The film isn’t all that hard to hear, but there are moments where a spoken work or two are less audible than others. The sound works well to compliment the antics on screen, but it doesn’t take center stage (that job belongs to Lewis, of course). Audio selections include a modern English DTS-High Definition Master Audio choice, as well as the original English Restored Mono option, plus French and Spanish Dolby Digitals. Subtitle choices are English, French and Spanish.

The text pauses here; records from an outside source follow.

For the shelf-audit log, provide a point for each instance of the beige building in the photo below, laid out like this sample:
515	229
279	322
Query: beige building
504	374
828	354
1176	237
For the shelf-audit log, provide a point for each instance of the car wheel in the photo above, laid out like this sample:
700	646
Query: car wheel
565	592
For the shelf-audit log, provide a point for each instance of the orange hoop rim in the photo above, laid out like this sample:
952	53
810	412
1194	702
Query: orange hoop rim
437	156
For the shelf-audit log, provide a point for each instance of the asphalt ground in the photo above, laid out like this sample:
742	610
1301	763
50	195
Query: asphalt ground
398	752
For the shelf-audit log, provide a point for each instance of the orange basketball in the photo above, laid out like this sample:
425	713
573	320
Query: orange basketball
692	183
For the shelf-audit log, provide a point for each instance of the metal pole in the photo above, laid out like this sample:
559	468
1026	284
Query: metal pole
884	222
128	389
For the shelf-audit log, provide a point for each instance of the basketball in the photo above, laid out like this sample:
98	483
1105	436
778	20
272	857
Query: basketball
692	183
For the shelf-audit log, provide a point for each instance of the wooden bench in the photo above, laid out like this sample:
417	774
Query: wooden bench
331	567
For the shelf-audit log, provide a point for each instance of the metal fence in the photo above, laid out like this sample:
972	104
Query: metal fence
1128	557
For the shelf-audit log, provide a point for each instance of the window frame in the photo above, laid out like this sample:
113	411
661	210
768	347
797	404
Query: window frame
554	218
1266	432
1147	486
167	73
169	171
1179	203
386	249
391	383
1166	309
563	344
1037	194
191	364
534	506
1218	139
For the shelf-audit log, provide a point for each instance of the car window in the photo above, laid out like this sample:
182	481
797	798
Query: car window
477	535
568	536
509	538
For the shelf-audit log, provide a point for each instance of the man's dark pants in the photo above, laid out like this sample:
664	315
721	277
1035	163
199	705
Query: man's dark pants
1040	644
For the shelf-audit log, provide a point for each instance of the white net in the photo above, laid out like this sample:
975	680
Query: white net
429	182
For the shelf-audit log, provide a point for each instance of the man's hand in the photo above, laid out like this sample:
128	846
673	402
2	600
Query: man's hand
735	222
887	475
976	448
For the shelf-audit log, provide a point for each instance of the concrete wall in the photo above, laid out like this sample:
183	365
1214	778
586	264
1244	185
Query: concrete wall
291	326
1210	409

On top of everything, the set comes with a standard definition DVD of “The Nutty Professor,” as well as two other Lewis comidies: “Cinderfella” and “The Errand Boy.” A special letter written by Lewis presents the collection, along with a featurette that provides insight onto Lewis’s lengthy and honored career. A recreation of inspirational Lewis art and quotes is provided, as well as a 48-page storyboard book, a 44-page cutting script, audio commentary by Lewis, behind the scenes footage, bloopers, promos, trailers and outtakes. An additional CD titled “Phoney Phone Calls” offers many secretly private prank calls that Lewis himself recorded between 1959 and 1972. “Cinderfella” and “The Errand Boy” each have their own cookie cutter extras provided (bloopers, commentary, trailers).
A Final Word:
If you haven’t seen it lately, it’s worth checking out “The Nutty Professor” again, especially on Blu-ray disc in this excellent set. It’s probably not a must have unless you’re a big time Lewis fan, but if you are, make room.